Projects selected for funding will be widely advertised to students by the Humanities Center. Interested students will write directly to the faculty project mentor. After a period of two weeks, faculty will select one or more students for a fellowship. After review, the center will appoint qualified students as research fellows. Fellows must agree to submit a two-page report describing their experience and explaining what they have learned, how it has supplemented their academic experience, and how it may apply to their own proposed research. Faculty mentors receives research support funding of $1000 for supervising the student; student research fellows receive a scholarship of $450 after the Humanities Center approves the fellow’s written project report.
Awards for this program are made on a rolling basis beginning early in the fall semester and continuing until funding is exhausted. Please consult the Faculty Opportunities page for deadline information and updates about program funding.
Examples of past Research Apprentices and Projects can be found in the Research Apprentice Archive.
Applications are reviewed on a rolling basis beginning early in the fall semester. Applications should be emailed to email@example.com. The Steering Committee of the Center will meet to make awards shortly after that date. Faculty may apply at any time, but once funding is exhausted, no more projects will be funded this academic year. Research fellowships are academic awards designed to enhance the students' academic experience and curriculum.

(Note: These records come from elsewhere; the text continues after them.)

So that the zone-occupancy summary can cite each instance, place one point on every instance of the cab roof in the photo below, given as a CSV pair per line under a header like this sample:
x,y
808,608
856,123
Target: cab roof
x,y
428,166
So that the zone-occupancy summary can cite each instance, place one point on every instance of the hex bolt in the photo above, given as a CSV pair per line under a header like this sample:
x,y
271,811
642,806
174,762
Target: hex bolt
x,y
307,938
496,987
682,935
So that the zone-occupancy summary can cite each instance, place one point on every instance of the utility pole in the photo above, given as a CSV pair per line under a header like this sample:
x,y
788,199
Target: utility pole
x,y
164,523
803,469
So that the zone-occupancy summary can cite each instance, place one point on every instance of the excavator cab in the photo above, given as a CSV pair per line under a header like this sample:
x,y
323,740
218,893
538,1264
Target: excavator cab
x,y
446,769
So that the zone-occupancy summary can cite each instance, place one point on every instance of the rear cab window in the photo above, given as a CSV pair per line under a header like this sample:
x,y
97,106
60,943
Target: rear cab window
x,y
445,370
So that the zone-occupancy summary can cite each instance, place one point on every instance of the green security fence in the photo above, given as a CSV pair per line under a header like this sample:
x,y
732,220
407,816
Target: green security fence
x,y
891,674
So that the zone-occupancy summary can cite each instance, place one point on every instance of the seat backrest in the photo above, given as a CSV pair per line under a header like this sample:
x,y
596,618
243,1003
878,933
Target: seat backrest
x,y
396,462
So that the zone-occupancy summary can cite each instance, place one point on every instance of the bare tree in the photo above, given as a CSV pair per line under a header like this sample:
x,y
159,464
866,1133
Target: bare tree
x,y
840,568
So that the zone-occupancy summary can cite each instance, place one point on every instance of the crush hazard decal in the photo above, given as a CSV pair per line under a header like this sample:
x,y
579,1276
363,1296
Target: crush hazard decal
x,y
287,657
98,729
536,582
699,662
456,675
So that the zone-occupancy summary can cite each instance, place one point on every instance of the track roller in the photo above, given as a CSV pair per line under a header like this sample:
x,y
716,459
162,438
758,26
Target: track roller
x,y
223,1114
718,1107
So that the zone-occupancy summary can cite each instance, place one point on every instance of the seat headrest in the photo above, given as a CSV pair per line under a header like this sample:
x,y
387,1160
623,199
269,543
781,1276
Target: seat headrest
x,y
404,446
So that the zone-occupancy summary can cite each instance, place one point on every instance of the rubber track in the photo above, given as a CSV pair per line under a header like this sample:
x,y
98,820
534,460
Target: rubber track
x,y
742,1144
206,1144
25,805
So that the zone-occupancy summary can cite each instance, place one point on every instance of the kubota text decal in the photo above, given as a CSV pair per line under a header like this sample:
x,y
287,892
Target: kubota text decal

The Student Research Fellowship program is part of a suite of Humanities Center programs that stimulate faculty-student collaboration. These include an Undergraduate Methods Workshop, the Geoffrion Undergraduate Fellows Program, and the Humanities Labs. These programs aim not only to cultivate advanced student learning but also to educate students about faculty research projects by fostering student contributions. Aligning student and faculty research is expected to make student-teacher partnerships more productive and mutually beneficial.
Research fellows are not to be utilized in any manner that could be construed as being “suffered” to work and/or produce specific output that would further the faculty mentor in their employment duties and responsibilities.